Investors can hedge against the immediate effects of inflation by allocating short-term bonds, which often have updated returns.
When interest rates are rising, the option of shorter maturities enables investors to roll over bonds more frequently at higher interest rates. This helps investors keep up with short-term inflation.
Another option for investors is floating rate bonds. RBI launched a floating-rate savings bond in 2020. Interest rates vary and are linked to the National Savings Certificate (NSC).
The rate is subject to change every 6 months but the bond will always pay 0.35% more than the NSC rate.
Mutual funds also offer floating-rate funds. These funds invest at least 65% in floating rate instruments. Such bonds have a base rate plus spread. With the increase or decrease in the repo rate, the yield also changes.
ground level
Inflation can cut a portfolio as much as any other form of risk. The depreciating rupee could put pressure on stocks as well as savings accounts and bond holdings.

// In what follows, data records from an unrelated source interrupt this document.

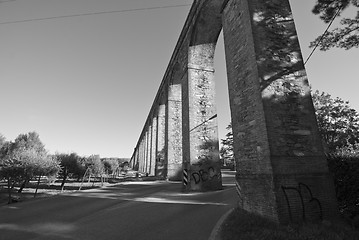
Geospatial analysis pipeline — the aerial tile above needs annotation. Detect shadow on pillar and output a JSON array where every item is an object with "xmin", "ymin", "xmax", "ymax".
[
  {"xmin": 223, "ymin": 0, "xmax": 338, "ymax": 223},
  {"xmin": 189, "ymin": 141, "xmax": 223, "ymax": 191},
  {"xmin": 155, "ymin": 149, "xmax": 167, "ymax": 178}
]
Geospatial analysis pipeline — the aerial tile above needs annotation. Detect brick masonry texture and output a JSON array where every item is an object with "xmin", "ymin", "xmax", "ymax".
[{"xmin": 133, "ymin": 0, "xmax": 338, "ymax": 223}]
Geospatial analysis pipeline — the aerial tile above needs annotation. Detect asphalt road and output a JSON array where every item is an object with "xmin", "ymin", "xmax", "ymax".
[{"xmin": 0, "ymin": 172, "xmax": 237, "ymax": 240}]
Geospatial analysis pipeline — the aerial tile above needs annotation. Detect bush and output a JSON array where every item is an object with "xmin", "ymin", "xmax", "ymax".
[{"xmin": 327, "ymin": 149, "xmax": 359, "ymax": 229}]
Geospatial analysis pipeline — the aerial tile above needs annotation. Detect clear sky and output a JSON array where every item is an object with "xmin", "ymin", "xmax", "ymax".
[{"xmin": 0, "ymin": 0, "xmax": 359, "ymax": 157}]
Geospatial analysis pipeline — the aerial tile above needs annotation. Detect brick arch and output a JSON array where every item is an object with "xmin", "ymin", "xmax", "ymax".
[{"xmin": 134, "ymin": 0, "xmax": 337, "ymax": 222}]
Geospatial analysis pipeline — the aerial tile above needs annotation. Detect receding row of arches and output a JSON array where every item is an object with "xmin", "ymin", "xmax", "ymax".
[{"xmin": 131, "ymin": 0, "xmax": 336, "ymax": 222}]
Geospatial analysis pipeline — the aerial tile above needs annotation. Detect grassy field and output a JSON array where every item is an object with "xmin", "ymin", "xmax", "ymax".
[{"xmin": 220, "ymin": 208, "xmax": 359, "ymax": 240}]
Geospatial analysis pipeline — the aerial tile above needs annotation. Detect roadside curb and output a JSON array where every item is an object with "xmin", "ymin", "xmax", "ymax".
[{"xmin": 208, "ymin": 208, "xmax": 235, "ymax": 240}]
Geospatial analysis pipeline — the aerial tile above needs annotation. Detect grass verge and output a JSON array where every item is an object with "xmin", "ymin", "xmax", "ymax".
[{"xmin": 220, "ymin": 208, "xmax": 359, "ymax": 240}]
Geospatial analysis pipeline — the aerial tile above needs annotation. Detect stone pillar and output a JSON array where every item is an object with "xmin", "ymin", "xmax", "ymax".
[
  {"xmin": 156, "ymin": 104, "xmax": 167, "ymax": 177},
  {"xmin": 145, "ymin": 129, "xmax": 151, "ymax": 173},
  {"xmin": 150, "ymin": 116, "xmax": 157, "ymax": 176},
  {"xmin": 133, "ymin": 146, "xmax": 140, "ymax": 171},
  {"xmin": 167, "ymin": 82, "xmax": 182, "ymax": 181},
  {"xmin": 223, "ymin": 0, "xmax": 337, "ymax": 223},
  {"xmin": 183, "ymin": 43, "xmax": 222, "ymax": 191}
]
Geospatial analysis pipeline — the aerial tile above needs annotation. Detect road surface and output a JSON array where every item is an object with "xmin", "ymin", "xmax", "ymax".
[{"xmin": 0, "ymin": 172, "xmax": 238, "ymax": 240}]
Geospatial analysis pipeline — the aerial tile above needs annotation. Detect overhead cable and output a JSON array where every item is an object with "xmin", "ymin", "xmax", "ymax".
[{"xmin": 0, "ymin": 4, "xmax": 191, "ymax": 25}]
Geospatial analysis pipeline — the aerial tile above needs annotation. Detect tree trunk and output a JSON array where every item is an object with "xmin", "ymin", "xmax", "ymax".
[
  {"xmin": 7, "ymin": 177, "xmax": 12, "ymax": 204},
  {"xmin": 61, "ymin": 174, "xmax": 67, "ymax": 192},
  {"xmin": 34, "ymin": 175, "xmax": 41, "ymax": 198}
]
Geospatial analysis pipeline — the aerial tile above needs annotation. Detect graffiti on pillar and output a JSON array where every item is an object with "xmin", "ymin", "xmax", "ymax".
[
  {"xmin": 282, "ymin": 183, "xmax": 323, "ymax": 221},
  {"xmin": 192, "ymin": 167, "xmax": 220, "ymax": 184}
]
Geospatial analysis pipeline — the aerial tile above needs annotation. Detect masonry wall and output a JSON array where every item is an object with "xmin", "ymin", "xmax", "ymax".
[{"xmin": 131, "ymin": 0, "xmax": 337, "ymax": 223}]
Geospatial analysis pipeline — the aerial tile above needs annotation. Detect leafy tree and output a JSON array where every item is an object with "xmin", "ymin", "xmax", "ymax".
[
  {"xmin": 0, "ymin": 142, "xmax": 24, "ymax": 203},
  {"xmin": 312, "ymin": 90, "xmax": 359, "ymax": 152},
  {"xmin": 0, "ymin": 133, "xmax": 6, "ymax": 148},
  {"xmin": 55, "ymin": 153, "xmax": 85, "ymax": 190},
  {"xmin": 219, "ymin": 124, "xmax": 235, "ymax": 169},
  {"xmin": 310, "ymin": 0, "xmax": 359, "ymax": 51},
  {"xmin": 101, "ymin": 158, "xmax": 120, "ymax": 174},
  {"xmin": 12, "ymin": 132, "xmax": 47, "ymax": 193},
  {"xmin": 0, "ymin": 132, "xmax": 59, "ymax": 203},
  {"xmin": 86, "ymin": 155, "xmax": 104, "ymax": 176}
]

The 5 asset classes mentioned above can be a safe way to avoid these pitfalls and protect a wise investor from the forces of high inflation.
Warren Buffett once said that the best thing a person can do to hedge against inflation is to hone their skills and work to stay on top of their field.
“If you’re the best teacher, if you’re the best surgeon, if you’re the best lawyer, you’ll get your share of the national economic pie, whatever the value of the currency,” said Berkshire Hathaway, CEO of the company in 2009. Said at the annual shareholder meeting.
The hedge is not just what you are earning now, but what you can earn later.
Happy investment!
Disclaimer: This article is for informational purposes only. This is not a stock recommendation and should not be treated as such.